We come to this toy example showing MAPE and MASE are not consistent when measuring forecasting accuracy.
Data consist of 100 white noise and 100 $AR(1)$ time series with length $N=500$, mean $\mu=1$ and standard deviation $\sigma=1$.
# parameters
N <- 500
mu <- 10
sigma <- 1
# generate white noise
set.seed(1)
WNts <- list(NULL)
for (i in 1:100){
WNts[[i]] <- ts(rnorm(N,mu,sigma))}
# generate AR(1)
ar1 <- list(NULL)
for (i in 1:100){
ar1[[i]] <- arima.sim(model=list(ar=c(0.7)),n=N,sd=sqrt(sigma-0.7^2))+mu}
# data used
SimData <- c(WNts,ar1)
Each time series are split into training and test set. What we are looking at are the MAPE and MASE on test set. To take a further look at MASE, we also calculate MAE and Q, which are numerator and denominator of MASE.

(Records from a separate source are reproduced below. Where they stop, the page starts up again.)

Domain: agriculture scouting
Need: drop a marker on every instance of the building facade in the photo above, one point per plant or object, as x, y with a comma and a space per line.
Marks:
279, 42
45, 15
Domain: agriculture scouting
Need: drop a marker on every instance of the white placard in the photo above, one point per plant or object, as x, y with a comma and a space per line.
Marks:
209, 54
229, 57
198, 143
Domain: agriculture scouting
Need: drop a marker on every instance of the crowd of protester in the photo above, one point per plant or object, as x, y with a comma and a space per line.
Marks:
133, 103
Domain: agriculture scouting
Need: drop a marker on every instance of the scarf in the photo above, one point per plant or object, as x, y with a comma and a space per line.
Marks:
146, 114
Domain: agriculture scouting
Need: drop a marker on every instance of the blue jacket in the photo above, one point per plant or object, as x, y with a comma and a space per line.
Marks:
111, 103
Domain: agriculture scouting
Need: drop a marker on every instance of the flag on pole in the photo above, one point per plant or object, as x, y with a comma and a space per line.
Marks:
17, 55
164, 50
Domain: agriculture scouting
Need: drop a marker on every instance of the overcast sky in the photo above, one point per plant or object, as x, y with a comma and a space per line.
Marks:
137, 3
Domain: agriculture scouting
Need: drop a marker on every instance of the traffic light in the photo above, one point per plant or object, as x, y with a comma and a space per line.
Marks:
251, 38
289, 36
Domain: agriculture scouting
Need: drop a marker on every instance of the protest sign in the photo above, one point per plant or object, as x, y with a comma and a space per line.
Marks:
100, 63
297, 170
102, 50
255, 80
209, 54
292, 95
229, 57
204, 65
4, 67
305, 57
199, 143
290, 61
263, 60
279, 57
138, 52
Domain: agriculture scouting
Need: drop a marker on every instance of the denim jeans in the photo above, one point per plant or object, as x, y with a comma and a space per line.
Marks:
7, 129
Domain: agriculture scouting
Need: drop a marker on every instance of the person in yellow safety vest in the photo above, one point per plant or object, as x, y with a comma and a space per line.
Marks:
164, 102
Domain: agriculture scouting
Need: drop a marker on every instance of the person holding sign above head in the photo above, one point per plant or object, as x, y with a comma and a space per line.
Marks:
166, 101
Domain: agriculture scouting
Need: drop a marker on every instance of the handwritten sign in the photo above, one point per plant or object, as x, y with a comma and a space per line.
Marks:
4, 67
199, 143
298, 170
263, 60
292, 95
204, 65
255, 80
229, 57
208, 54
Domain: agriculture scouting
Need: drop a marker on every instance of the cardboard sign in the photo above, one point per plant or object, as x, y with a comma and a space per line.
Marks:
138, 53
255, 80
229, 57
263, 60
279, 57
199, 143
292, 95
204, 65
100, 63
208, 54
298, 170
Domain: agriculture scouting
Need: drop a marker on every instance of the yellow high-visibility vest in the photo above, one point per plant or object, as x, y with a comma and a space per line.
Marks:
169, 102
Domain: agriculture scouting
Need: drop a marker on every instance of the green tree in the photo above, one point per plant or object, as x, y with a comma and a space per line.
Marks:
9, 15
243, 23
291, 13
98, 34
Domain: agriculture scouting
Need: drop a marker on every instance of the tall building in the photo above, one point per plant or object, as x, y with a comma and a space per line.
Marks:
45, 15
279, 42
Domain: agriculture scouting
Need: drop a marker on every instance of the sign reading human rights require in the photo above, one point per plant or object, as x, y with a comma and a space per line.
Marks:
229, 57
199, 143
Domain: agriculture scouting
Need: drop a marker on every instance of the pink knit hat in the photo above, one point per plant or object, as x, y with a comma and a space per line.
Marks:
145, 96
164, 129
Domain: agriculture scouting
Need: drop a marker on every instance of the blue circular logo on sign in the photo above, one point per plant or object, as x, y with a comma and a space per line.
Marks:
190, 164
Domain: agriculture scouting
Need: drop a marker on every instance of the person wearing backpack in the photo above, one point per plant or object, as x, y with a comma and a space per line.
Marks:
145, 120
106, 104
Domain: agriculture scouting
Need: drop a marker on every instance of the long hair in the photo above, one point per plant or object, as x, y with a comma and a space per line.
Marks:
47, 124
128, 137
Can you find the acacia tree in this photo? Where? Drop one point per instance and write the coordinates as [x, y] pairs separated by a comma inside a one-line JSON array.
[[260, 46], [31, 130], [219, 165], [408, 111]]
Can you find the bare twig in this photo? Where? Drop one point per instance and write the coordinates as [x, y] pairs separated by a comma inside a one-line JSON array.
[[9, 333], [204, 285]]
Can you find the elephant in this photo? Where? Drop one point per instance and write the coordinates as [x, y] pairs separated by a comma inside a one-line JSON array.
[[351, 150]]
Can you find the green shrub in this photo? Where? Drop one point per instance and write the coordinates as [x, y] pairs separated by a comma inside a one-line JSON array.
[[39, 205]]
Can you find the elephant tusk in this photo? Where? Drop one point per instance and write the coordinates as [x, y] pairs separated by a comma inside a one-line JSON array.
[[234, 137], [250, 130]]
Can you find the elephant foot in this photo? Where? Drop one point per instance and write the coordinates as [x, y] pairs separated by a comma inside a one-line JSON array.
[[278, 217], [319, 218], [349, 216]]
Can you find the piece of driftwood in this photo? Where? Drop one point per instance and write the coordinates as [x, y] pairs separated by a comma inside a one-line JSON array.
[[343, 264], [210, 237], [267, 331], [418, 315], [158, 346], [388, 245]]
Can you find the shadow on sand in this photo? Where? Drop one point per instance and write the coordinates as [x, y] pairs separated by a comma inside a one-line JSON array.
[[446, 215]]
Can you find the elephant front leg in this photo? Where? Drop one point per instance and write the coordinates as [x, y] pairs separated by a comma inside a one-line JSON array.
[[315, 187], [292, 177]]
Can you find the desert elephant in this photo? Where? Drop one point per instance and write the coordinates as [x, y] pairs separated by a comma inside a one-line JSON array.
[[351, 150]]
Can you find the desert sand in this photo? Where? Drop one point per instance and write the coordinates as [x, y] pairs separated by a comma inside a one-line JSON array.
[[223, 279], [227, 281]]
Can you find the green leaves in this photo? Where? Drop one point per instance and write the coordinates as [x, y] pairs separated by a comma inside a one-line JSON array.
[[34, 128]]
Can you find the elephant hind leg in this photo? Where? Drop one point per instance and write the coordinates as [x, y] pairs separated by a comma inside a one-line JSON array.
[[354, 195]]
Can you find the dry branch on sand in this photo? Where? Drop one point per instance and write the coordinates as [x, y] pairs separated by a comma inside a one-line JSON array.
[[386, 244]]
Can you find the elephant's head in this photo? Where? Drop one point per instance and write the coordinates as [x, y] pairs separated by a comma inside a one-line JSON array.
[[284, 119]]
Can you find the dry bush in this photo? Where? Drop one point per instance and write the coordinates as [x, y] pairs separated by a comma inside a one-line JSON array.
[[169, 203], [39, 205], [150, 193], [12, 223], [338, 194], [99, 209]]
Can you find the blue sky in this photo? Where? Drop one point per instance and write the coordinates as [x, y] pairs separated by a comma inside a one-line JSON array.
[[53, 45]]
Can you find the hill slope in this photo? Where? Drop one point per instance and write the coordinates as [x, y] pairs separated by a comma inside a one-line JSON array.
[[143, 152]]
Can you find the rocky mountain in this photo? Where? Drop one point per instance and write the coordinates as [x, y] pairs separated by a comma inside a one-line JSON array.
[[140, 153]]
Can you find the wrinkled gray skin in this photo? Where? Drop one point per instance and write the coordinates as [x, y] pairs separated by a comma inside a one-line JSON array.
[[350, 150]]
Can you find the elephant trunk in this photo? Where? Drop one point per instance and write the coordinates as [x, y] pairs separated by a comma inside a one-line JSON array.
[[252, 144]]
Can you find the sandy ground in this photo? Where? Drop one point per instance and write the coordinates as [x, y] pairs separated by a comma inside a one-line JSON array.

# forecasting accuracy on test set
SimDataAccuracy <- foreach (i = 1:200,.combine = rbind)%dopar%{
x <- SimData[[i]]
trainx <- window(x,end=400)
testx <- window(x,start=401,end=500)
fit <- auto.arima(trainx)
accuracyArima <- accuracy(forecast(fit,100),testx)
Q <- mean(abs(diff(trainx)))
c(accuracyArima[2,5],accuracyArima[2,6],accuracyArima[2,3],Q)
}
colnames(SimDataAccuracy) <- c("MAPE","MASE","MAE","Q")
# plot
par(mfrow=c(2,2))
# MAPE
plot(SimDataAccuracy[,1],ylab='MAPE',xlab='')
# MASE
plot(SimDataAccuracy[,2],ylab='MASE',xlab='')
# MAE
plot(SimDataAccuracy[,3],ylab='MAE (numerator of MASE)',xlab='')
# Q
plot(SimDataAccuracy[,4],ylab='Q (denomintor of MASE)',xlab='')
The plots show forecasting on white noise has smaller MASE just because of the larger Q. From both MAPE and MAE, white noise and $AR(1)$ time series have rather similar forecasting accuracy.
Does that mean
White noise is easier to predict? (I cannot see a reason), or
They have similar forecastability and MASE is telling some disturbing information here?